In 2019, the number of Flags remained constant at 84, i.e. the same as 2018. Out of the 84, 13 have fleets of 100 bulk carriers or more and account for approximately 88% of the global bulker fleet or 9,519 vessels. 36 Flags have improved the DPI between 2018 and 2019 and Egypt has made the most significant progress having managed to reduce its DPI from 6.72 in 2018 to 4.37 in 2019.
INTERCARGO, through its Members, is committed to operational excellence in the areas of safety, security, health and the environment. INTERCARGO maintains a robust and strict policy for entry which, by design, exceeds industry averages. In 2019, INTERCARGO-entered vessels consistently outperformed industry performance indicators in terms of both deficiencies and detentions. This is a statistic the INTERCARGO Secretariat and our Members take pride in.
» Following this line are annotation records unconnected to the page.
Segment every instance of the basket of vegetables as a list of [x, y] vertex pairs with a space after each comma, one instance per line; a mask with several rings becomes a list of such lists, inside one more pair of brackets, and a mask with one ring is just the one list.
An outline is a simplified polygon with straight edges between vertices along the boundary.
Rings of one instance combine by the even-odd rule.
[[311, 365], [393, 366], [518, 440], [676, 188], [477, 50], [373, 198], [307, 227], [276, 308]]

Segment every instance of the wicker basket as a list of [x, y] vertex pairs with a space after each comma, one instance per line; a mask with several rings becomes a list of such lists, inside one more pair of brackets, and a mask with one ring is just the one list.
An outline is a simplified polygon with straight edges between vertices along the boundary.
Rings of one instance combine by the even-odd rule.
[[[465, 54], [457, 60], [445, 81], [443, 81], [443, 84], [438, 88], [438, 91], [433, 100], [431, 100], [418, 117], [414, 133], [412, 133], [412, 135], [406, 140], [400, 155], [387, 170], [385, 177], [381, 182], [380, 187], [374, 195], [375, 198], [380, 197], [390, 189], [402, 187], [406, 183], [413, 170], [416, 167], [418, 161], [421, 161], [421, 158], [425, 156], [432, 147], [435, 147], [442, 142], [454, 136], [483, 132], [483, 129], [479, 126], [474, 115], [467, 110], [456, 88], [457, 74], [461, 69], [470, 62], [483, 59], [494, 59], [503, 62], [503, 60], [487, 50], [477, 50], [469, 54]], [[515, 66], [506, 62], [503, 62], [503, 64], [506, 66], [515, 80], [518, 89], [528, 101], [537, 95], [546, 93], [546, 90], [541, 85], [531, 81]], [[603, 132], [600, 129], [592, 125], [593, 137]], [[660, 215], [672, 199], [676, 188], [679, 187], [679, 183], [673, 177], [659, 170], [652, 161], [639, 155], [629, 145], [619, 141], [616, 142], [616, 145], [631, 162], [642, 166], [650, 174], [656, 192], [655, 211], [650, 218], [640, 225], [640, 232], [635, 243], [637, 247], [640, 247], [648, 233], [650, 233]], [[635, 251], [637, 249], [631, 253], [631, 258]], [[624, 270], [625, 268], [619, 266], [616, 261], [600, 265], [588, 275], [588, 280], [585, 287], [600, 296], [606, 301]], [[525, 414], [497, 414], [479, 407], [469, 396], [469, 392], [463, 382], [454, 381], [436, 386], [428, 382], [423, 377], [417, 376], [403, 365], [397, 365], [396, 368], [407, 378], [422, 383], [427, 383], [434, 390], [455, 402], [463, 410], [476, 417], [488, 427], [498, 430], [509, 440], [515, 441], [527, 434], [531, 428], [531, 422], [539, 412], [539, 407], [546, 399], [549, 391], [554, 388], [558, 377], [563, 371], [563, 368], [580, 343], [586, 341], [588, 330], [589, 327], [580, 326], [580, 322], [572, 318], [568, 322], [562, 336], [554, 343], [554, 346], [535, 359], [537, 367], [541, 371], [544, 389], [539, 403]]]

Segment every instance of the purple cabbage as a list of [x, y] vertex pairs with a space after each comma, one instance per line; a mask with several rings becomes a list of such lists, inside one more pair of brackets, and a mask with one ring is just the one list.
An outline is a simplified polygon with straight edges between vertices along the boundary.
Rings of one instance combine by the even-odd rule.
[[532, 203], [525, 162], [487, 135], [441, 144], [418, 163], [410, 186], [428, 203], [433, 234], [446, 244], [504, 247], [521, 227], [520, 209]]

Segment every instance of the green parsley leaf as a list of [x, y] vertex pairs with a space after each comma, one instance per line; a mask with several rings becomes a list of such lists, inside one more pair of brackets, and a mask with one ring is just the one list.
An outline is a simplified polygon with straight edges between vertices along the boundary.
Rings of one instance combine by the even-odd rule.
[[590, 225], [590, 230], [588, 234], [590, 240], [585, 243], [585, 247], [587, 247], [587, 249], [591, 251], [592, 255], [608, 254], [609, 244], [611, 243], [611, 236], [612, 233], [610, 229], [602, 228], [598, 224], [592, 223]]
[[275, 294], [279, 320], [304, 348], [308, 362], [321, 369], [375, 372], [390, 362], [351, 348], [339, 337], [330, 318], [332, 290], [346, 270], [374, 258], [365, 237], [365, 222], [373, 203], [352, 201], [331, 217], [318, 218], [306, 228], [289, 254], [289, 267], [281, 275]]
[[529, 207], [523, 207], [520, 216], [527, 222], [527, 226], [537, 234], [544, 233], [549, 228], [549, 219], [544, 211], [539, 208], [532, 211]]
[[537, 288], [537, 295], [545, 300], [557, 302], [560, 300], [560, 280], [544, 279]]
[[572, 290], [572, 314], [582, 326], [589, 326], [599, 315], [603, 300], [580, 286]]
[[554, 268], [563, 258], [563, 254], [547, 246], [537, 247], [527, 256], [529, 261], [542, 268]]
The Owners’ benchmarking tables, in the relevant chapter, apply to the global dry cargo fleet and allow dry bulk companies to compare their fleet performance against their peers, including detention rates and deficiencies per inspection ratio indices.
The Negative Performance Indicators (NPI) chapter categorises recorded incidents and shows, year on year, the changes in numbers of significant incidents against the most frequently notified incidents such as collisions, groundings, etc on a global level for dry bulk carriers.
The market share enjoyed by the Members of the International Group of P&I Clubs remains steady at around 93% year on year and in performance terms measured in deficiencies per inspection (DPI) continues to record around 50% less than the rest of the industry at DPI 1.40 versus 3.20. Non-IG Group clubs’ market share reduced from 8.4% in 2018 to 7.3% in 2019.
A summary of PSC data shows that the most active authority is the Tokyo MoU for which some 14,000 inspections of bulk carriers took place in 2019 resulting in 284 detentions from 4,091 inspections incurring deficiencies. At the other end of the scale, the Caribbean MoU only inspected 68 bulk carriers of which there were 15 with deficiencies and zero detentions.
Members and non-Members of our Association are encouraged to continue participating in INTERCARGO’s Reporting Schemes, including ‘Ship–terminal interface experience and problems’ and ‘Safe loading/unloading at anchorage’, as well as ‘Benchmarking crew injury frequency and lost time’.
INTERCARGO provides the forum where dry bulk shipowners, managers and operators are informed about, discuss and share concerns on key topics and regulatory challenges, especially in relation to safety, the environment and operational excellence. The Association takes forward its Members’ positions to the IMO, as well as to other shipping and international industry fora, having free and fair competition as a principle. INTERCARGO unites and promotes quality dry bulk shipping, bringing together some 220 companies from 30 countries and offering a quality badge widely recognised by the industry.
Thank you for supporting our mission.